The third respondent (Delatfin Investments), through its director (second respondent), sold the same industrial property (Stand 441 Haydon Township) to two different purchasers on different dates. The applicant purchased the property in May 2015 for US$28,395 (at US$5 per square metre), paid a deposit of US$25,000, took vacant possession, and paid the balance in installments. The first respondent purchased the same property in January 2022 for US$159,012 (at US$28 per square metre). In March 2022, the applicant learned of the double sale and warned the first respondent. On 10 June 2022, the applicant discovered the first respondent was constructing a permanent structure on the property, prompting this urgent application for an interdict alongside a main action (HC 3961/22) challenging ownership. The second and third respondents claimed they had cancelled the sale to the applicant via letter dated 6 July 2021, asserting the US$50,000 deposit was for a different stand (481) and that stand 441 was never paid for.
The court granted a provisional order: (1) interdicting the first respondent, his agents, employees, proxies or any persons acting on his instructions from making any developments on Stand 441 Haydon Township pending finalization of HC 3961/22; (2) interdicting all respondents from selling, ceding, donating, alienating or transferring title in the property pending finalization of HC 3961/22. The matter was set down for return day to determine whether the provisional order should be confirmed as final, with costs reserved for final determination.
The binding principles established are: (1) For urgency in interdict applications, the cause of action arises when the applicant discovers conduct requiring immediate intervention (here, construction activities), not merely when they become aware of potential competing claims. (2) A valid, unchallenged agreement of sale establishes a prima facie right to property sufficient for interim relief. (3) An agreement of sale cannot be lawfully terminated without proper notice of intention to terminate and communication thereof to the purchaser, as established in Gwarada v Johnson. (4) A party claiming cancellation of a sale bears the evidential burden of proving both the existence of grounds for cancellation and proper execution of the cancellation. (5) Where permanent structures are being erected on property subject to competing claims pending determination of ownership, irreparable harm exists warranting interdictory relief. (6) In property disputes between competing purchasers, the first purchaser with an extant, valid agreement of sale is prima facie entitled to protection pending final determination of rights.

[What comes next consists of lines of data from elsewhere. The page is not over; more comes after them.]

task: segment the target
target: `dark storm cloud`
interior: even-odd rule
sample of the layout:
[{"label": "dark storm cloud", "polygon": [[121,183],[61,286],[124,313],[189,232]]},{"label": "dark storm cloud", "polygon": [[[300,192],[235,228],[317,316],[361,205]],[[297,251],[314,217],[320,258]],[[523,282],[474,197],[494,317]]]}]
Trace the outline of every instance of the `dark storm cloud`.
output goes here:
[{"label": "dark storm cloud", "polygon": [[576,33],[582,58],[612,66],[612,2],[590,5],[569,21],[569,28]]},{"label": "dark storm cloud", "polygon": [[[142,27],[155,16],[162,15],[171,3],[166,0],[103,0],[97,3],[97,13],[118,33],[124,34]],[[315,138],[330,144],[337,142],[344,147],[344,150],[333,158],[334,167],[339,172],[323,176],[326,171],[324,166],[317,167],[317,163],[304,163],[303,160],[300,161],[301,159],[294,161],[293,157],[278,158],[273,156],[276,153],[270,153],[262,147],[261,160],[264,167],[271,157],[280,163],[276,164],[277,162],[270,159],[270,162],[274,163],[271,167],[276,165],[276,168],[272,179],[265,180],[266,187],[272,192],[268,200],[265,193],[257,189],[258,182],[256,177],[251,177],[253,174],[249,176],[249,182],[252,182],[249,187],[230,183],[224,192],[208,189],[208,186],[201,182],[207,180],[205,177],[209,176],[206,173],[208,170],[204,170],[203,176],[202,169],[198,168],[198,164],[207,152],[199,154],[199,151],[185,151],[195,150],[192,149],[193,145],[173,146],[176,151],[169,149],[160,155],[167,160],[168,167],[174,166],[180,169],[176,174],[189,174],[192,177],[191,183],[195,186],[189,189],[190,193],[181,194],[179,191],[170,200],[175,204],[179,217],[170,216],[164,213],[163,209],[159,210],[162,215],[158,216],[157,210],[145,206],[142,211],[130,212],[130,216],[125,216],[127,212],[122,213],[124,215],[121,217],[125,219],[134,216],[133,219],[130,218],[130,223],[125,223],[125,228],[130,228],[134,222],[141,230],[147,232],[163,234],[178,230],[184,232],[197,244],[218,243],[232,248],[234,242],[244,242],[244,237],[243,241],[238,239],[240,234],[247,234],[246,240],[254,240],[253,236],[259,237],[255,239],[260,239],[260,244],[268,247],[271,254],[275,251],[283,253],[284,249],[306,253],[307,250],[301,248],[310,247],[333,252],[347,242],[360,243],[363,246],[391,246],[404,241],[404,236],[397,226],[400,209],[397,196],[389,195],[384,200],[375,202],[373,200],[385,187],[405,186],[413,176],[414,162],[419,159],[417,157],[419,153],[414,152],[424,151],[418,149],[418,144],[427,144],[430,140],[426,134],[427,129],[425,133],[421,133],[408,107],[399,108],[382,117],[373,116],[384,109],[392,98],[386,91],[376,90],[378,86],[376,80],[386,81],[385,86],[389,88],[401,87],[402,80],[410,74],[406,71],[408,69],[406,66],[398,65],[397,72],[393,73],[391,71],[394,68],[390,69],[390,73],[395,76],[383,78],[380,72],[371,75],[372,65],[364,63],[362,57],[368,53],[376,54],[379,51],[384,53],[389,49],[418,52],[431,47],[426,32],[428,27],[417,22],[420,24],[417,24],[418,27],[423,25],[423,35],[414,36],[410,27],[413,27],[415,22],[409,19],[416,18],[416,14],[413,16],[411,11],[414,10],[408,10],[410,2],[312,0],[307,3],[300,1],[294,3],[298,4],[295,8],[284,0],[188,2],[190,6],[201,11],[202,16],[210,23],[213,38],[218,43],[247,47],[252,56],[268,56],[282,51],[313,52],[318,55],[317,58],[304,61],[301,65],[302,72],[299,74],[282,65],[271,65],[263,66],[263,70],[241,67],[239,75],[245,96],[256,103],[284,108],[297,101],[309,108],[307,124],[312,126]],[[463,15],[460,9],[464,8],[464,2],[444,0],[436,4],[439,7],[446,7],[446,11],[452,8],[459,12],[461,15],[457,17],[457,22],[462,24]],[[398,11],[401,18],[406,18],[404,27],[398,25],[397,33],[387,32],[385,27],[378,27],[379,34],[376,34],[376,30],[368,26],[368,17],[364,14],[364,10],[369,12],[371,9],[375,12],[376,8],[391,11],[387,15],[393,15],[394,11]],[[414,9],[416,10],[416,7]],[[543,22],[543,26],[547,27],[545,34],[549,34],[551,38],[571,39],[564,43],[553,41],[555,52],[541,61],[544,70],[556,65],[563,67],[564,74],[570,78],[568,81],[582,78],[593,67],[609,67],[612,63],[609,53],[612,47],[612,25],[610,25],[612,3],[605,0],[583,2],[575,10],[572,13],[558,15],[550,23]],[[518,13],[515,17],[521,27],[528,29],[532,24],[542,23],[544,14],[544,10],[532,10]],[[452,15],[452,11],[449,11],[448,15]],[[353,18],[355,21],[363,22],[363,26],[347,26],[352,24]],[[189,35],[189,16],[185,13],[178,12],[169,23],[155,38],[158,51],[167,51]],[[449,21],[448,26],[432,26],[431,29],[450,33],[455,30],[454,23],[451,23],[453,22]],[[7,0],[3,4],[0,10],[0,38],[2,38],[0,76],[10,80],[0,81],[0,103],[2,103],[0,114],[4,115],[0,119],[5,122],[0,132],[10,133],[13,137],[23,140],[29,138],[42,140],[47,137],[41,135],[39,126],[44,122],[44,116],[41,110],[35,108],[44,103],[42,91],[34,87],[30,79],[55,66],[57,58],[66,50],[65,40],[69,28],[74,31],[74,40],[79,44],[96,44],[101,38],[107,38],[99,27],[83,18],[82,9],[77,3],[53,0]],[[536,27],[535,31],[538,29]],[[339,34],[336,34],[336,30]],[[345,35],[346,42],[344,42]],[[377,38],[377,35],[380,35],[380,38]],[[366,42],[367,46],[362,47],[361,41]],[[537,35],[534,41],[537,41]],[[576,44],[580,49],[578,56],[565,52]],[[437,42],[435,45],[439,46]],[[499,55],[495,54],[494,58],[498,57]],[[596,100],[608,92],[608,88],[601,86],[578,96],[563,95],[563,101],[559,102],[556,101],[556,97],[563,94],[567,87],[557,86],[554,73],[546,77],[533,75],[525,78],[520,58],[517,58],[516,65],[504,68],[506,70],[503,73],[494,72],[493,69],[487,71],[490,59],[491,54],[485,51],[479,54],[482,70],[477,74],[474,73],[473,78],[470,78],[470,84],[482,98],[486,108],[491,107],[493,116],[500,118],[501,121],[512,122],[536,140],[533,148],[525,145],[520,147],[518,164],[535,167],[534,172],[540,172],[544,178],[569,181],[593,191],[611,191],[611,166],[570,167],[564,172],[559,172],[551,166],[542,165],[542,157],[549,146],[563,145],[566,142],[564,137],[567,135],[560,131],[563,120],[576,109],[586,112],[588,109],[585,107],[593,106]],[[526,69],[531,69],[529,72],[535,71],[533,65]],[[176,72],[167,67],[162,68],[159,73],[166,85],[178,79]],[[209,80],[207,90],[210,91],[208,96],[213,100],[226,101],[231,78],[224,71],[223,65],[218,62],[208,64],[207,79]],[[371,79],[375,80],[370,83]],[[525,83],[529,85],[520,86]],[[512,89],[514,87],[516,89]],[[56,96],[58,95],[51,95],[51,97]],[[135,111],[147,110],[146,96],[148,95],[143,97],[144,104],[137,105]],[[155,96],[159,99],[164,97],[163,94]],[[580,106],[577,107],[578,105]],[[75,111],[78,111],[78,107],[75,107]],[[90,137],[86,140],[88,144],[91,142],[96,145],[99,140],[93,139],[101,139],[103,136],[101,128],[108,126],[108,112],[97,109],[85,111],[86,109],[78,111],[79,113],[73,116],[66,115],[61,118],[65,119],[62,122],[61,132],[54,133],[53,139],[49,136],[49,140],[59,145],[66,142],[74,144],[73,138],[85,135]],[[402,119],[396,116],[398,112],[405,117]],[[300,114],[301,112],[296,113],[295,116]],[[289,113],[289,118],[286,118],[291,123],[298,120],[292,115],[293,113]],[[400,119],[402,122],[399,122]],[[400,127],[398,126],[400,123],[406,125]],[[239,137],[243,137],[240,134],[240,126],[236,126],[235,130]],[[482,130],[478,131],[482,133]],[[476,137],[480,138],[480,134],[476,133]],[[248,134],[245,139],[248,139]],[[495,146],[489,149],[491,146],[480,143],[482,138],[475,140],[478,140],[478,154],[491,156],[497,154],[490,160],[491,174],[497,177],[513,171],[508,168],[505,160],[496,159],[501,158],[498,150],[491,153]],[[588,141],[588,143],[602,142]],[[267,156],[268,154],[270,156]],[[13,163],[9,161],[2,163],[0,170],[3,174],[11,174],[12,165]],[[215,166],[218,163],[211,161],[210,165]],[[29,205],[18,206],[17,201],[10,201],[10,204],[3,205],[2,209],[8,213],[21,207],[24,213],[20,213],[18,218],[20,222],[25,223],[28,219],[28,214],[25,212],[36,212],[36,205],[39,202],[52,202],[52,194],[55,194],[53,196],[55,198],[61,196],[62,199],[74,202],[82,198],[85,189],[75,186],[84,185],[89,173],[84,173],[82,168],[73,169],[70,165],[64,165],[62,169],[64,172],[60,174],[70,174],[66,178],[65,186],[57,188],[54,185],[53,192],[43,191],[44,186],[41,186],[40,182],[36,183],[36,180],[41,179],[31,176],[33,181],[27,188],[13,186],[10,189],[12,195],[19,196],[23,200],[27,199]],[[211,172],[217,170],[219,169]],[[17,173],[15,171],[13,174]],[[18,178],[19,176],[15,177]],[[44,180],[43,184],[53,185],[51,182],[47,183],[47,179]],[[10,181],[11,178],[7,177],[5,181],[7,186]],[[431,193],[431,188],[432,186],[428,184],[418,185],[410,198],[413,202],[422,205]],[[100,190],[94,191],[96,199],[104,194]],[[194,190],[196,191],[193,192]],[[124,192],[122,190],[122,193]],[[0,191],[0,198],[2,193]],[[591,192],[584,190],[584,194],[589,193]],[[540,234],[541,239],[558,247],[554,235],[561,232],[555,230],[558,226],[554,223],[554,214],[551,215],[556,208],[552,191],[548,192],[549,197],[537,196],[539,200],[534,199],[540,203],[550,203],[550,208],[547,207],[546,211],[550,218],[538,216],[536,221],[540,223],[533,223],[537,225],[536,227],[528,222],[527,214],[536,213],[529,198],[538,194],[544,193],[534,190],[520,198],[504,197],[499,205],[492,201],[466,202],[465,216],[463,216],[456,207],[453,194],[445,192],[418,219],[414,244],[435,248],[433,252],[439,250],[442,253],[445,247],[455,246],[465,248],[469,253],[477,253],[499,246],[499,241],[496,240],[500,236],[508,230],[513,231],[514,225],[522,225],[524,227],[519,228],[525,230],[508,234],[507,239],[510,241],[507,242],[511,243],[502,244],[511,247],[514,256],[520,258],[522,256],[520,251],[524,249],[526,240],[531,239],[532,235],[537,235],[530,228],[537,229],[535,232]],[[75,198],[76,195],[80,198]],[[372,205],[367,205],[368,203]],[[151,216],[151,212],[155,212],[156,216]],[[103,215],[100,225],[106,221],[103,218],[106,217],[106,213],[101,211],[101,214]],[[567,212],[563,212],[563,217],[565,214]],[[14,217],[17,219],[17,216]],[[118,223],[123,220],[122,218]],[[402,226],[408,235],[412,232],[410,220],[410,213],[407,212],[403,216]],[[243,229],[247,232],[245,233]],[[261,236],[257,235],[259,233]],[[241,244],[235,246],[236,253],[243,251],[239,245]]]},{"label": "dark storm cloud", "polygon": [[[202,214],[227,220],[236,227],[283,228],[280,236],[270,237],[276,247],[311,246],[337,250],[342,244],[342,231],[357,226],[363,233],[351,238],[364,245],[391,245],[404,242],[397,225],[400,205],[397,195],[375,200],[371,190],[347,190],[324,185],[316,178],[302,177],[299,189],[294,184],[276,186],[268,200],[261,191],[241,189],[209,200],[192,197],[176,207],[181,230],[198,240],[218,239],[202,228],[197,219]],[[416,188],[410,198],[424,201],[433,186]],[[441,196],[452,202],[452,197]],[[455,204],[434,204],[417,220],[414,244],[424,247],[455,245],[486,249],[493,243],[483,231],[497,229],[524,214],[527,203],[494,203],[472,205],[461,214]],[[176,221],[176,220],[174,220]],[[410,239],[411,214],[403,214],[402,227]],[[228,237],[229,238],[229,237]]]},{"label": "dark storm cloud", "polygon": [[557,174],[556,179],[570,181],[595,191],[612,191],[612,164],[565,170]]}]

The court made non-binding observations that: (1) The value of land naturally appreciates over time rather than depreciates, so a higher price in 2022 compared to 2015 does not render the earlier sale absurd. (2) The conduct of the second and third respondents in effecting a double sale demonstrated mala fides and greed. (3) While damages may theoretically be available, pursuing that remedy would be long, costly and arduous, making it unsatisfactory in circumstances where interim interdictory relief can preserve the status quo. (4) Following Beach Consultancy, absence of board resolutions may be excused as an exception to the general rule based on the circumstances of the case and the interests of justice, particularly where both parties suffer from the same omission. (5) Where an applicant acts on knowledge available at the time and only learns of additional facts (such as a trust structure) during proceedings, the court should exercise indulgence in relation to technical citation issues.
This case illustrates the Zimbabwean High Court's approach to double sales of immovable property and the protection afforded to the first purchaser with an existing agreement of sale. It demonstrates the application of interdict principles in property disputes, particularly where irreversible developments threaten rights pending determination of ownership. The judgment reinforces the importance of proper cancellation procedures for agreements of sale and the evidential burden on parties claiming cancellation. It also shows judicial flexibility in relation to technical objections (such as board resolutions) where the interests of justice require substance over form, and affirms that appreciation in land values over time is a normal market phenomenon that does not render earlier sales absurd.